Del resto se è pur vero che King è molto amato dal cinema, a volte
questo amore è stato anche ricambiato e i fan, che complice una buona
regia hanno chiuso più volte un occhio di fronte a pellicole non
proprio fedeli, in questo caso non potranno lamentarsi. Qua siamo in
presenza di una trasposizione abbastanza fedele, solo leggermente
ampliata a favore di una rappresentazione che rendesse al meglio
l’inquietudine delle pagine da cui è tratta, pagine tra le più riuscite
degli ultimi anni di un autore per la verità assai bravo, ma
discontinuo in quanto a qualità.
Un mefistofelico Samuel Jackson, dismessi i panni del cacciatore di
serpenti di alta quota e quelli del predicatore del sud che redime una
Christina Ricci assai lasciva, accoglie Mike e lo stupefatto spettatore
con uno sguardo di quelli che inceneriscono e con l’affabilità di chi
sottintende una conoscenza soprannaturale degli eventi.
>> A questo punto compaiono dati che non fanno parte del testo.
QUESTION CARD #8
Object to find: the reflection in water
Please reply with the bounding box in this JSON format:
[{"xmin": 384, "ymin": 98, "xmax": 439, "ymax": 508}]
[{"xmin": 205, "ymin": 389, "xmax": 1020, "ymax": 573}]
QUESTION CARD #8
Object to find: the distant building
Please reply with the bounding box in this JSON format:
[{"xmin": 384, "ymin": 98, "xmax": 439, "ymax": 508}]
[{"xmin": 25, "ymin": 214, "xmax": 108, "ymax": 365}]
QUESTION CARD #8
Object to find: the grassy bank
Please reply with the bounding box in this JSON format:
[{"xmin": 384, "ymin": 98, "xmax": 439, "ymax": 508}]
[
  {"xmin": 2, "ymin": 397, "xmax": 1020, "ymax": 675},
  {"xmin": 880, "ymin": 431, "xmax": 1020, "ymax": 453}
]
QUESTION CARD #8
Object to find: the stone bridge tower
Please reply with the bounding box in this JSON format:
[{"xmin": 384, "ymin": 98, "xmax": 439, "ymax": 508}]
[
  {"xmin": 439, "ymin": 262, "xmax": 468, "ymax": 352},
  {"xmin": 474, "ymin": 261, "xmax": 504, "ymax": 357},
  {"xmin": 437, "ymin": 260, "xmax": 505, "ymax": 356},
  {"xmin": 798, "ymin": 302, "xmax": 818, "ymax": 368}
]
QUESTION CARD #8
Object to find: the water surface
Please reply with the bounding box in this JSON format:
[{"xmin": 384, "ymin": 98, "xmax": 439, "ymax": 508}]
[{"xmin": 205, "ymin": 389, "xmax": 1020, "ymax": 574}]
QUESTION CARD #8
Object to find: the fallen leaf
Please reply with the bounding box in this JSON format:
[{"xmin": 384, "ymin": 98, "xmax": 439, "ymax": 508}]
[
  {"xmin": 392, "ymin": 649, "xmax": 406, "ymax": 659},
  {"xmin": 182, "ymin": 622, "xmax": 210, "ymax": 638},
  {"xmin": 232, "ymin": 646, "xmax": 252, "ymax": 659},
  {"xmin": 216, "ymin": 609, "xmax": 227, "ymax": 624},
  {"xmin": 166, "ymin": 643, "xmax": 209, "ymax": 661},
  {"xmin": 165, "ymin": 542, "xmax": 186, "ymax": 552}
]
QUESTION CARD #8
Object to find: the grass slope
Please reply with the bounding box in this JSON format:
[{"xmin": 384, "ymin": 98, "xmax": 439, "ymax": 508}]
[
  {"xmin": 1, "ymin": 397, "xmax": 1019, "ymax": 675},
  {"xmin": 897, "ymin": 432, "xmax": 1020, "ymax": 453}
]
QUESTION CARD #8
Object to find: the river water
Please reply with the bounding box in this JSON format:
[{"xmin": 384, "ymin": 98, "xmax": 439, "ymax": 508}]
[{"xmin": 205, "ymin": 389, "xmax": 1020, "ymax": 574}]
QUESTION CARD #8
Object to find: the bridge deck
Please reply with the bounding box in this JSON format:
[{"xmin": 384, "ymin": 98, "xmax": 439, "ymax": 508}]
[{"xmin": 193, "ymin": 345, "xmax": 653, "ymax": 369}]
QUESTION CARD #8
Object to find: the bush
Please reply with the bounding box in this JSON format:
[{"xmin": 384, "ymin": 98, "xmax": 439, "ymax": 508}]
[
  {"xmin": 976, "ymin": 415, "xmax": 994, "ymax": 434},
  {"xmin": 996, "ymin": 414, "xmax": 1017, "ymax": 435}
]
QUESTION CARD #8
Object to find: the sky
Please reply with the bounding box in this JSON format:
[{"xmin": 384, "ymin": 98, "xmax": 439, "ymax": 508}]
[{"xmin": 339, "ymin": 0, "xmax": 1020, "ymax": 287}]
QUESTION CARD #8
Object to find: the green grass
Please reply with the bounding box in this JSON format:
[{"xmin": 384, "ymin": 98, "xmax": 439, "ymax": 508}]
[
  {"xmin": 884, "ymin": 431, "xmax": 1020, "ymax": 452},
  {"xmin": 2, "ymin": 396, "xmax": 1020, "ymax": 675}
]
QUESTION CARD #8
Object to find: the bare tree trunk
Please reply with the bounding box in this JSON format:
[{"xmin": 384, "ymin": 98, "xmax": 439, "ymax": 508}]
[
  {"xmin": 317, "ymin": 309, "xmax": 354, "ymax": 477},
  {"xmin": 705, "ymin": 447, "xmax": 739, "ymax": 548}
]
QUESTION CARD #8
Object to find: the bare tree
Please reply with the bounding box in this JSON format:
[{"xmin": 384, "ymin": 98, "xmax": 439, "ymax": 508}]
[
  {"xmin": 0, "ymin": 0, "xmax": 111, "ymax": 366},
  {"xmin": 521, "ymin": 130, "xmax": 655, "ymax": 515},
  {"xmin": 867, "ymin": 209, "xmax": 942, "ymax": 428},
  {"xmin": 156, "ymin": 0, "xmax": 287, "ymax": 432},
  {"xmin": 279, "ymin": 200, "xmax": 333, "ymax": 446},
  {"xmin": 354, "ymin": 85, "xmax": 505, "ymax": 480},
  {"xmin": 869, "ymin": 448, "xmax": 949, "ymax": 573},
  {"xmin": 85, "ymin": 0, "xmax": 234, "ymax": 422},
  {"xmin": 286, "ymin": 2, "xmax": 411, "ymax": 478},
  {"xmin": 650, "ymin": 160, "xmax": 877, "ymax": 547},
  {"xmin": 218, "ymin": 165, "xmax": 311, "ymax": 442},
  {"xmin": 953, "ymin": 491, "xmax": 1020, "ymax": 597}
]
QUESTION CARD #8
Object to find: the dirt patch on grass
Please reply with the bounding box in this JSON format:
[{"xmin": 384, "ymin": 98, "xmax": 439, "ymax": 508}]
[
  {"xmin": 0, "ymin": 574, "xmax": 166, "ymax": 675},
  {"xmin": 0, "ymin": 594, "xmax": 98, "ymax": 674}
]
La compostezza
con cui parla e nel contempo ammicca al povero sciocco cacciatore di
fantasmi di carta, risulta decisamente più inquietante di tutte le
invettive e le pistolettate che solitamente siamo abituati a vedergli
lanciare. John Cusack per la prima volta bravo sul serio, ci rende
partecipi del dramma attraverso una misurata disperazione che cresce di
pari passo con la nostra e la sua percezione che questa volta ci siamo
davvero, i fantasmi esistono.
La regia è molto misurata, e rende con grande onestà la progressiva
spersonalizzazione ad opera della stanza del povero Mike, inducendo più
di un momento di identificazione nel coinvolto spettatore.
Consigliatissimo ai fans del re e a tutti gli amanti delle storie
soprannaturali narrate con gusto e sostenute da una buona recitazione.